What is the evening star candlestick pattern?

The evening star candlestick is a bearish reversal pattern that typically signals a potential reversal from an uptrend to a downtrend. It consists of three candles: a long bullish candle, a small-bodied indecision candle, and a bearish candle.

This bearish candlestick pattern indicates that bullish momentum is losing strength, and bearish sentiment is taking over, potentially leading to a downtrend in the asset price.

What are the best bearish reversal patterns?

Some of the best bearish reversal patterns in financial markets include the evening star candles, bearish harami, shooting star, and bearish engulfing. These patterns help traders identify potential reversals in price uptrends, allowing them to take advantage of bearish market movements. Each pattern has its unique characteristics, but all of them signal a weakening of bullish momentum and a shift towards bearish sentiment.

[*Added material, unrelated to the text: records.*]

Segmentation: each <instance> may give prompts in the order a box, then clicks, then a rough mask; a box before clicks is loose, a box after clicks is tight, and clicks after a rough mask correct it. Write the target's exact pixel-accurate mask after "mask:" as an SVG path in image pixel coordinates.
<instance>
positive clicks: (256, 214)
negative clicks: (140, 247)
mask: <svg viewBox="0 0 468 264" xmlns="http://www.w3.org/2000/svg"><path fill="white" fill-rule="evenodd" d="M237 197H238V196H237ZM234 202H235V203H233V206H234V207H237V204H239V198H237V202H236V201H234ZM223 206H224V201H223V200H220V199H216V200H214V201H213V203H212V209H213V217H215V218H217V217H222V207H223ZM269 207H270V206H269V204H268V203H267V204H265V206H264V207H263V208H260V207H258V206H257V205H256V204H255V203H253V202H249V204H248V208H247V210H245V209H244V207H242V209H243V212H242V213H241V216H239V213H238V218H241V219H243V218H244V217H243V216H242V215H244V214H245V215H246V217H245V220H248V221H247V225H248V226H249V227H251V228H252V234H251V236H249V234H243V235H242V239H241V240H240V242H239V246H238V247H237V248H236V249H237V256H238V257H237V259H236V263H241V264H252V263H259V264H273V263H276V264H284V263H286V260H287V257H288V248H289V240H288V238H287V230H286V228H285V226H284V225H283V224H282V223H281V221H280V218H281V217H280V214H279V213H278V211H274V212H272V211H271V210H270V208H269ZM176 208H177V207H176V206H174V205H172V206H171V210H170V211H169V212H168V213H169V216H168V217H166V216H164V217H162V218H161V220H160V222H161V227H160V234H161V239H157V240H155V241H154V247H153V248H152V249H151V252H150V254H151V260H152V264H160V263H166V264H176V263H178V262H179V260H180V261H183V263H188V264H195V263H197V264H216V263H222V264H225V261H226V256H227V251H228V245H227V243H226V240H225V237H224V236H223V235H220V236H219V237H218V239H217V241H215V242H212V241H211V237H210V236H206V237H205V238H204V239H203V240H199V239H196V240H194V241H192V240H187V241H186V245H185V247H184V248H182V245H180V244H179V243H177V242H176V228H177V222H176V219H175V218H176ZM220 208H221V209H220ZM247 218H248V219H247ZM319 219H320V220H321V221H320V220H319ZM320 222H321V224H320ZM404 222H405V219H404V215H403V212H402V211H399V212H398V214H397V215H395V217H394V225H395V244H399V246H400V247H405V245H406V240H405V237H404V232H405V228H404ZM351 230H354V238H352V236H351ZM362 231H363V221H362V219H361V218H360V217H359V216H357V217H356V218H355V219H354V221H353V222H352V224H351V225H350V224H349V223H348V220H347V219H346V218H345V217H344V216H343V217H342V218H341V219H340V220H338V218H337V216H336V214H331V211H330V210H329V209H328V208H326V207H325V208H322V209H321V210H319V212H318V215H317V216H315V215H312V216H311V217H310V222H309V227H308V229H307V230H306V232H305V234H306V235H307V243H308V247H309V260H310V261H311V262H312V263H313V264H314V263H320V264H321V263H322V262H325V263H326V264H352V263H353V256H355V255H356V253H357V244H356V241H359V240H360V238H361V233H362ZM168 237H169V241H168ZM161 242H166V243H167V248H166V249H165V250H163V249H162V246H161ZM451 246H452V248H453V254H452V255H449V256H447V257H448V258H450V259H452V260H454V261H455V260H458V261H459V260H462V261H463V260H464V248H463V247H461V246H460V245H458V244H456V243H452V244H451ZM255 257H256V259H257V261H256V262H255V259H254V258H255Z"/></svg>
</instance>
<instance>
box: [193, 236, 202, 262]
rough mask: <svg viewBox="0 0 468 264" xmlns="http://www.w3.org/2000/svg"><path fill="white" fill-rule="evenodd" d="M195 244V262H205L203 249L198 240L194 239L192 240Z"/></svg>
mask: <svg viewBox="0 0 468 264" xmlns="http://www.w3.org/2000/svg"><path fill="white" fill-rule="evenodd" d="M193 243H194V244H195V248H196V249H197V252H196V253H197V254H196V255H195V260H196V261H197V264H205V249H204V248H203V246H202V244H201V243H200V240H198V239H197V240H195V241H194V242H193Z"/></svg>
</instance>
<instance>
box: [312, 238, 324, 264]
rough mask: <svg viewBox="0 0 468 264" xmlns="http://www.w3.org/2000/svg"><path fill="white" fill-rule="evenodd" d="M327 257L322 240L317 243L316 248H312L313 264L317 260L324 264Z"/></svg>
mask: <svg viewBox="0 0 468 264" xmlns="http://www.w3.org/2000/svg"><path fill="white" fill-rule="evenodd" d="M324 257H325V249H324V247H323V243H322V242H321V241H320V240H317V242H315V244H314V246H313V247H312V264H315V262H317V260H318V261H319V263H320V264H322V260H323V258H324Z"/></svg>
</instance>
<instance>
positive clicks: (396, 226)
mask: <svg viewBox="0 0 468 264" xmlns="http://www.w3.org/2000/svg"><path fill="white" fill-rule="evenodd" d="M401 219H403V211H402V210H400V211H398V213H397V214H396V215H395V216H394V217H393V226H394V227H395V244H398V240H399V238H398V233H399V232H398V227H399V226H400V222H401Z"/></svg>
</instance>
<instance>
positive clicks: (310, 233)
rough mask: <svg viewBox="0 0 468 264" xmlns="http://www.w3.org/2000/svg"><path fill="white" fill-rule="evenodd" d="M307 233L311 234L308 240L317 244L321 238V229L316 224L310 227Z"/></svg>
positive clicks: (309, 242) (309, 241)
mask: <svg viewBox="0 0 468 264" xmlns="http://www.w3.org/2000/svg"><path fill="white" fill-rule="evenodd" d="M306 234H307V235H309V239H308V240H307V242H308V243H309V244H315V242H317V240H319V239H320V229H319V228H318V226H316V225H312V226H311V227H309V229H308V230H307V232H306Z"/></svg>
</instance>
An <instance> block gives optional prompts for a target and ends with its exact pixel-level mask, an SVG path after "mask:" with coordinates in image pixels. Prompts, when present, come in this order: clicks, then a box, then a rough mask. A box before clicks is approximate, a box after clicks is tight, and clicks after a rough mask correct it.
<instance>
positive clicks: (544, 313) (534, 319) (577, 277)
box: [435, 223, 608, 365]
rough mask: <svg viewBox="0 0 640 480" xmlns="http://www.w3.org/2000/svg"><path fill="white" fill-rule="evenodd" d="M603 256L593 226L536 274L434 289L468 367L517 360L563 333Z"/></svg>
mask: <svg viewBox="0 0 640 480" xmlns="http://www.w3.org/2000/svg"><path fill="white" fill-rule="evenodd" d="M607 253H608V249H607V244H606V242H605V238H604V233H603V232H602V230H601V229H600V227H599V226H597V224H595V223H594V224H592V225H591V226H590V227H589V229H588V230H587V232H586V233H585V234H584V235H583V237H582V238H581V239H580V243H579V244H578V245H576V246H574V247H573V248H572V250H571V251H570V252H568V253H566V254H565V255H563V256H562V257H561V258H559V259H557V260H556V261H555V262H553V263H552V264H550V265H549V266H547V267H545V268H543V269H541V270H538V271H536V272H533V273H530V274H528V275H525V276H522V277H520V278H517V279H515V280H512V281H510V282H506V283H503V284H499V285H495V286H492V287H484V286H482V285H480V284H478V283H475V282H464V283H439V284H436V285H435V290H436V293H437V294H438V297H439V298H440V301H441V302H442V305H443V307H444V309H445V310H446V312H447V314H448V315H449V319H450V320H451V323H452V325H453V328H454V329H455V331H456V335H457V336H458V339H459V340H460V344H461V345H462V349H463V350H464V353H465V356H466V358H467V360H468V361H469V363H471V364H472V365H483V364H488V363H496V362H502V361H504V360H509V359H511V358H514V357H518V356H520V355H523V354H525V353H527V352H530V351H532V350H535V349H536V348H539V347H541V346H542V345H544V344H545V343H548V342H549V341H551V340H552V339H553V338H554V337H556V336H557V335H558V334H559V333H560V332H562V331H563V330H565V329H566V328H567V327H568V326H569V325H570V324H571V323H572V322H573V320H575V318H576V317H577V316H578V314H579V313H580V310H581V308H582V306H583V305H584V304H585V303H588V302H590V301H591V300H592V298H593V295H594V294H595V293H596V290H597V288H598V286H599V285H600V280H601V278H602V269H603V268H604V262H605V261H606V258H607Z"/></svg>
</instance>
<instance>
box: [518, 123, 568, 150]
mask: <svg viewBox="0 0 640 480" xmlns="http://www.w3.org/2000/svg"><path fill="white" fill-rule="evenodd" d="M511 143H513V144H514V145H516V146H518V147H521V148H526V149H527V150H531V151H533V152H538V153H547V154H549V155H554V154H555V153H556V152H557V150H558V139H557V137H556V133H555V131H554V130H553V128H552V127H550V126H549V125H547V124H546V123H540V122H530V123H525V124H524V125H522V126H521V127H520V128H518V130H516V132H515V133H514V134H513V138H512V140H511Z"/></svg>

Is the evening star pattern reliable?

The evening star candlestick is considered a relatively reliable bearish reversal signal, particularly when it appears after a strong uptrend and other technical indicators, such as resistance levels or price oscillators, confirm it. However, like all technical analysis tools, the evening star pattern may occasionally produce false signals. To mitigate this risk, traders should combine this pattern with other indicators and maintain strict risk management practices.

What is the morning star pattern?

The morning star pattern, being the opposite of the evening star candlestick, is a bullish reversal pattern. It signals a potential reversal from a downtrend to an uptrend in the financial markets. The pattern consists of three candles: a bearish (red or black) candle, a small-bodied indecision candle, and a bullish (green or white) candle. The morning star pattern indicates that bearish momentum is subsiding and bullish sentiment is taking over, potentially leading to an uptrend in the asset price.


Disclaimer: Please note that the contents of this article are not financial or investing advice. The information provided in this article is the author’s opinion only and should not be considered as offering trading or investing recommendations. We do not make any warranties about the completeness, reliability and accuracy of this information. The cryptocurrency market suffers from high volatility and occasional arbitrary movements. Any investor, trader, or regular crypto users should research multiple viewpoints and be familiar with all local regulations before committing to an investment.